The March issue of Advances in Methods and Practices in Psychological Science concludes a special focus on multilevel modeling and meta-analysis begun in the September issue, and includes three articles exploring novel approaches to enhancing the rigor of meta-analyses.
In Advancing Meta-Analysis With Knowledge-Management Platforms: Using metaBUS in Psychology, Frank Bosco (Virginia Commonwealth University), James G. Field (West Virginia University), Kai R. Larsen (University ofColorado Boulder), Yingyi Chang (Virginia Commonwealth University), and Krista Uggerslev (Northern Alberta Institute of Technology) introduce an online interactive tool that enables researchers to search from more than a million research results and obtain instant meta-analytical data. MetaBUS relies on standards-based protocols in combination with human coding to organize and provide an accessible database of research findings, offering the potential to advance research and education in psychological science, the researchers say.

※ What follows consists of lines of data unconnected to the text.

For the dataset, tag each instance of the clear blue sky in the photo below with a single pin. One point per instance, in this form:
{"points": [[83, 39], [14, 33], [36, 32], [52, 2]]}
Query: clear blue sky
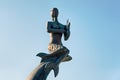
{"points": [[94, 42]]}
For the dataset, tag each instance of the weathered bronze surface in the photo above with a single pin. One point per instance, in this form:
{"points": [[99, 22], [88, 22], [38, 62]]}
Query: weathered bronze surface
{"points": [[58, 52]]}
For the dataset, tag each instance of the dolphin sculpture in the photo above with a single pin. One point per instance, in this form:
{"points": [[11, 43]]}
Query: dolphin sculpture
{"points": [[48, 62]]}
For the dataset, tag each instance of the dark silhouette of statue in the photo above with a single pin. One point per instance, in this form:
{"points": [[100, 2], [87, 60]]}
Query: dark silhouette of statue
{"points": [[58, 52]]}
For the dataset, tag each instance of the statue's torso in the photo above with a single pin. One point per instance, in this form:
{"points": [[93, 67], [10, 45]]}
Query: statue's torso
{"points": [[55, 38]]}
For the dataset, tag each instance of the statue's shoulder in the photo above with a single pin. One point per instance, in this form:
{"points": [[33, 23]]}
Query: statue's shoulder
{"points": [[50, 23]]}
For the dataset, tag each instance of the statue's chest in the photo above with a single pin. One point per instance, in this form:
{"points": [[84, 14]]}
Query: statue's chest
{"points": [[57, 26]]}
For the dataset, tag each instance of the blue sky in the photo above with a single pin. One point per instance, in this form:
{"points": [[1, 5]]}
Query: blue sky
{"points": [[94, 42]]}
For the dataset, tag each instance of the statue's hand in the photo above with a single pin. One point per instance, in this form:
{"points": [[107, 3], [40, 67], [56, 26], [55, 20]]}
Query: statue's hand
{"points": [[68, 25]]}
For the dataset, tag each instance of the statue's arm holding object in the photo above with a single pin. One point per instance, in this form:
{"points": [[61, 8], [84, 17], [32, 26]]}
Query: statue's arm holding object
{"points": [[51, 29], [67, 32]]}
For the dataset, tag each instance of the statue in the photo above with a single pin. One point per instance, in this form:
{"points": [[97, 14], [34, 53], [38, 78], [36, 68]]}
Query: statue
{"points": [[58, 52]]}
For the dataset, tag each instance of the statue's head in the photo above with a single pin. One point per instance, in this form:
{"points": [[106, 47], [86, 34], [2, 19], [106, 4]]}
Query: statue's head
{"points": [[54, 13]]}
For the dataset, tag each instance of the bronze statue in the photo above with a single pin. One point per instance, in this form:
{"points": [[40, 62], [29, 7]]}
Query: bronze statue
{"points": [[56, 31], [58, 52]]}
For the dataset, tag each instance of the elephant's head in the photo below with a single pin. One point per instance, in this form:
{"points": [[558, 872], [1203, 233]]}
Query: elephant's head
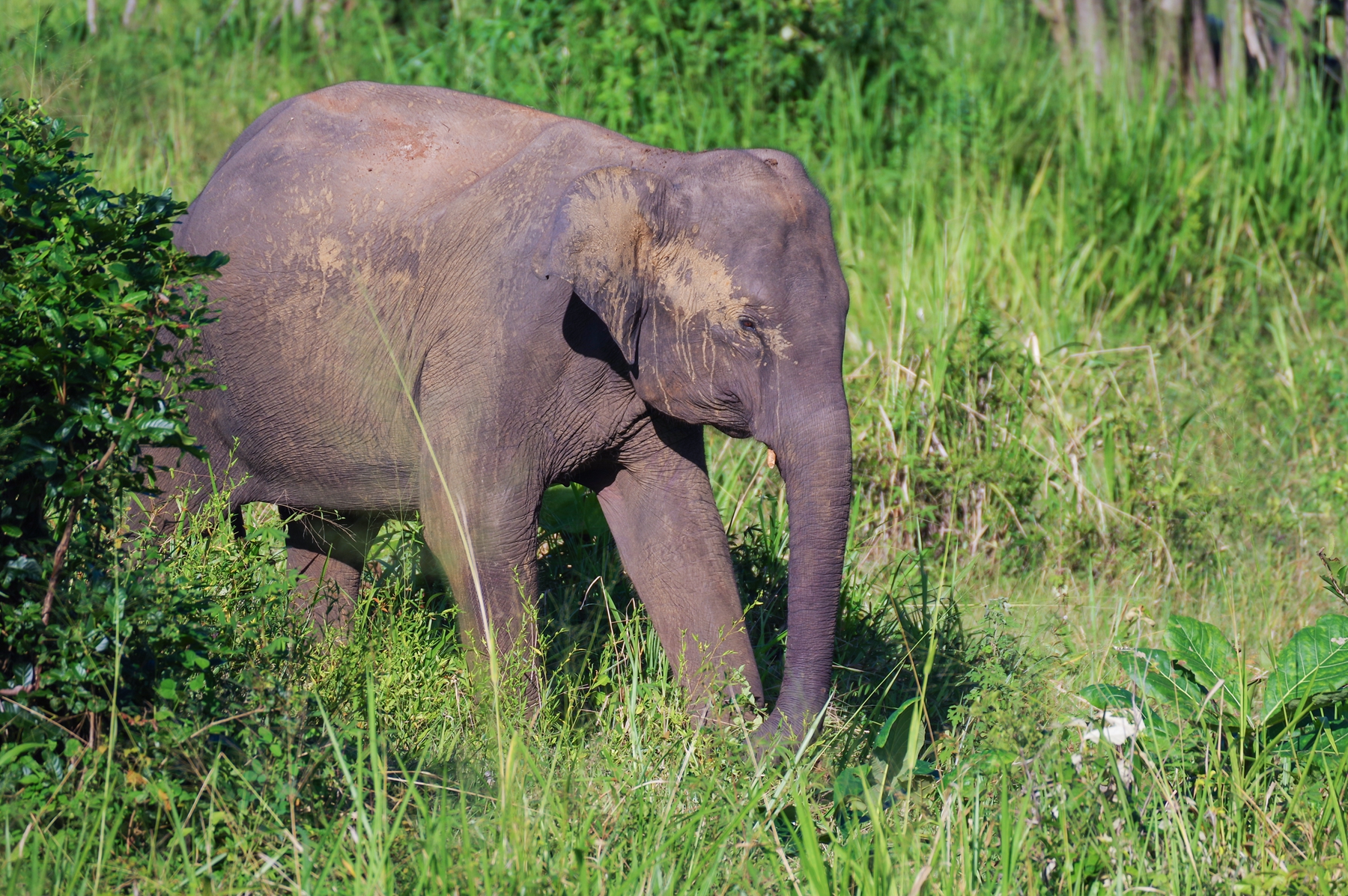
{"points": [[717, 276]]}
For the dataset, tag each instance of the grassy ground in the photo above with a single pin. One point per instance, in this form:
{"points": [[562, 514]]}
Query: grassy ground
{"points": [[1098, 363]]}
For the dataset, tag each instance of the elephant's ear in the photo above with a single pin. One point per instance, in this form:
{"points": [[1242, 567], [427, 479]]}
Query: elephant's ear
{"points": [[600, 240]]}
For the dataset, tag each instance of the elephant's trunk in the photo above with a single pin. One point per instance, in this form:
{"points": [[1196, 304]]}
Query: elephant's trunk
{"points": [[815, 454]]}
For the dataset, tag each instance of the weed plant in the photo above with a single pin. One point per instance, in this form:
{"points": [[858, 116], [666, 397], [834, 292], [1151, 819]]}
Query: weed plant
{"points": [[1096, 364]]}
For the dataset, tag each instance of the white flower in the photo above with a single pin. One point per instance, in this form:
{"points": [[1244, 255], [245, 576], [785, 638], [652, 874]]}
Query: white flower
{"points": [[1118, 729]]}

In Enriching Meta-Analytic Models of Summary Data: A Thought Experiment and Case Study, Blakeley B. McShane and APS Fellow Ulf Böckenholt (Northwestern University) pose this question: What if, even when only summary data are available, meta-analysts acted as though they possessed individual-level data from each study and considered the model specifications these data might fit? This thought experiment could allow researchers to better understand the complexity of the data they are analyzing and move toward richer summary-data approaches when the complexity of the data warrants it. The authors present cases in which the common meta-analytic approach is appropriate, such as when trying to understand the overall effect on a single dependent variable in a single group, measured in multiple studies. And they present cases that warrant different approaches, including multilevel modeling, such as when trying to understand effects in multiple dependent variables, in multiple groups and covariates.
In Obtaining Unbiased Results in Meta-Analysis: The Importance of Correcting for Statistical Artifacts, Brenton M. Wiernik (University of South Florida) and Jeffrey A. Dahlke (Human Resources Research Organization, Alexandria, Virginia), provide the R code to correct artifacts that can bias the results of individual studies and meta-analyses. Artifacts—including variance due to sampling error, unreliability of measurements, and range restrictions—can bias the results of individual studies and meta-analyses, leading to inaccurate conclusions about mean effect sizes and heterogeneity of studies in a meta-analysis. The researchers also describe how to estimate the effects of these artifacts in different research designs and correct for their impact.
In an accompanying editorial, Frederick L. Oswald (Rice University) and APS Fellow Jennifer L. Tackett (Northwestern University) emphasize the importance of practical guidance and future-oriented thinking for the advancement of multilevel modeling and meta-analytical research. These three approaches to meta-analysis show not only the need for improving the researchers’ approaches to complex data but also how advances in technologies, analytic methods, and open science practices might shape the future of meta-analysis.